Earlier this week the FDA Revitalization Act became law. Though the major thrust of this legislation addresses drug safety and conflict of interest in FDA scientific advisory committees, there are several changes that are of special interest for the HD community.

The new legislation requires a mandatory public listing at NIH of all phase II and III clinical trials in the U.S., both at initiation and completion. This means that the Huntington community will be able to find information in one place about every drug trial that is sponsored by a company or NIH federal funding. And just as important, the law mandates the reporting of trial results from phase II and III, wheter negative or positive (time frame to be determined).

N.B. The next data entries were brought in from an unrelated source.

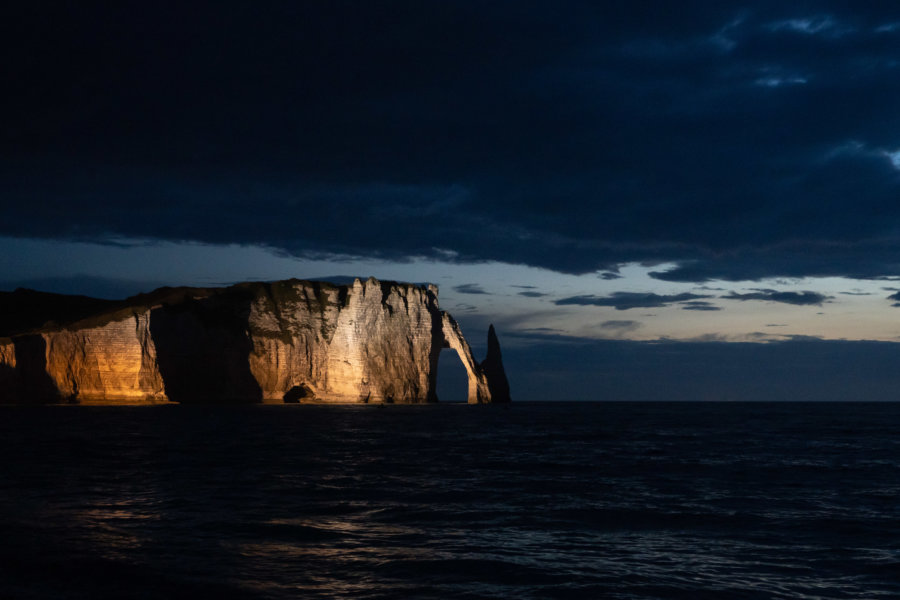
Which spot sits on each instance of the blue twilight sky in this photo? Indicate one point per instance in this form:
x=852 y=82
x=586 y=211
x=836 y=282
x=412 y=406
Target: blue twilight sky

In recent years, with the notable exception of Crest-X (the creatine dosing study), Huntington Study Group (HSG) investigators have rapidly communicated clinical trial information. They have announced clinical trials as soon as the first site for testing is available, and they have rapidly reported (phase III) trial results for Prestwick's tetrabenazine and (phase II and III) Amarin's Miraxion EPA. As more clinical trials begin for HD, it will be very important for timely reporting of phase II results, so that those who are eligible for phase III trials will have greater information as they choose among clinical trials.

In another positive step for those who are not eligible for clinical trials, the law requires posting of expanded access (compassionate use) programs. In the past, this information was not broadly available. This information can help the patient community in two ways. First it will simplify the first steps of access to available programs. And second it will give opportunity to influence decisions to start these programs when not available.